1. Field of the Invention
The present invention relates to a molded lens and a molding tool.
2. Description of Related Art
Optical disc apparatus for performing recording and playback of various information on optical recording media such as CD and DVD have been widely used. An optical disc apparatus includes an optical pickup device for reading information recorded on an optical recording medium. An optical pickup device includes a pickup lens for focusing light from a light source on an optical recording medium.
A pickup lens is generally composed of a convex lens. A pickup lens may be fabricated by molding glass material. A glass pickup lens may be fabricated by injection molding or transfer molding with use of a molding die. For example, the injection molding process supplies glass material into a cavity in a molding die and heats to soften the glass material. It then cools the glass material, thereby producing a pickup lens.
Pickup lenses are produced in large quantities in order to reduce a unit price. A plurality of pickup lenses are manufactured at a time with use of a molding die having a plurality of cavities. For example, a molding die having eight cavities may be used for manufacturing eight pickup lenses at a time. In such a case, it is desired to manufacture pickup lenses having the same quality in each cavity. However, in actuality, manufacturing quality can vary from cavity to cavity. Further, manufacturing quality can also vary from molding die to molding die. In light of this, a technique of providing a marking on a lens is disclosed in Japanese Unexamined Patent Application Publication No. 2002-122711, for example.
A method of manufacturing a glass lens on which a marking is made is described hereinafter with reference to FIGS. 13 and 14. FIG. 13 is a side view showing a manufacturing method of a glass lens 4 on which a marking is made. FIG. 14 is an enlarged side view of a marking portion 3 on the glass lens 4. In this example, the glass lens 4 which has the marking portion 3 that is integrally formed on the top surface of a flange portion 2 is described by way of illustration.
Firstly, glass material is supplied to a cavity in a molding die 10. Then, the glass material and the molding die 10 are heated to soften the glass material. The molding die 10 has a shape that corresponds to a shape of a molded item (the glass lens 4). In this example, a concave portion is formed in a part of an upper mold 10a of the molding die 10 which corresponds to the marking portion 3 as shown in FIG. 13. After that, pressure is applied to the glass material by the upper mold 10a and a lower mold 10b of the molding die 10, and the glass material is then cooled.
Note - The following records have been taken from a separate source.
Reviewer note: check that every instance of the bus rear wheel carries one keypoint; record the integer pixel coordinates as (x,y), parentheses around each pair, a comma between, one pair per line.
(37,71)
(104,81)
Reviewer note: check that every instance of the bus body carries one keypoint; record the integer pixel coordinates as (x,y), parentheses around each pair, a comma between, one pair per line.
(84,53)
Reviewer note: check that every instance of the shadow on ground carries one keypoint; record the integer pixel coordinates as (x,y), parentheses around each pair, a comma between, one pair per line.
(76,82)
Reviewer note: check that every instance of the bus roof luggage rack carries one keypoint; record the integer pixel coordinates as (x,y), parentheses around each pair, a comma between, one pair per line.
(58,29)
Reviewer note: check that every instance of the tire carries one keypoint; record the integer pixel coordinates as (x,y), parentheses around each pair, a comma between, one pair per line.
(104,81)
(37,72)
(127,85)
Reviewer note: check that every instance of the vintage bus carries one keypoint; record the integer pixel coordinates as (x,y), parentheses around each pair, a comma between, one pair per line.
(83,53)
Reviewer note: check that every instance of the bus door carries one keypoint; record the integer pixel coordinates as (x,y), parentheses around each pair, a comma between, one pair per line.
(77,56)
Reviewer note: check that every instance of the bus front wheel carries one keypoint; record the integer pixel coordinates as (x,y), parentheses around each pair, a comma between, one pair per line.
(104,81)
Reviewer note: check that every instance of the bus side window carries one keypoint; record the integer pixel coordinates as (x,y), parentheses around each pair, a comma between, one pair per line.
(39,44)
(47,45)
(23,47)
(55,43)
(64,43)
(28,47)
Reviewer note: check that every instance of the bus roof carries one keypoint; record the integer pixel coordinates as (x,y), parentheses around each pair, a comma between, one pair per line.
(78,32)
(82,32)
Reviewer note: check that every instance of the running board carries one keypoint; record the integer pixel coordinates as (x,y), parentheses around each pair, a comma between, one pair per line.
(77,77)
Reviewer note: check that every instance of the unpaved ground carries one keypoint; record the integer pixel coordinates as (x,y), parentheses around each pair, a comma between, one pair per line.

The glass lens 4 which has the marking portion 3 in a shape that protrudes from the top surface of the flange portion 2 is thereby formed.
However, if the marking portion 3 is formed by the above method, the marking portion 3 and the concave portion of the upper mold 10a come into contact to cause chipping of the marking portion 3. This is because the degree of shrinkage during cooling of the glass material is larger than that of the molding die 10 and, consequently, the glass material shrinks toward the center more significantly than the molding die 10 does. In other words, due to a large difference in the coefficient of thermal expansion between the glass material and the molding die 10, the marking portion 3 can get chipped by contact with the upper mold 10a. If the marking portion 3 of the glass lens 4 and the concave portion of the upper mold 10a of the molding die 10 come into contact as shown in FIG. 14, the marking portion 3 can get chipped. The above drawback can occur in a molded lens which uses lens material having a larger coefficient of thermal expansion than a molding die. Specifically, the above drawback can occur not only in the glass lens 4 but also in a plastic molded lens.
Besides the above method, as other methods of forming a marking portion on the glass lens 4, there are techniques of performing processing afterward, such as writing a marking by a marker pen, changing a deposition mask shape, and performing additional processing. However, those methods require additional work because they cause a trace (marking) error, need cleaning, and so on. In the method using a marker pen, there is the possibility that a marking disappears.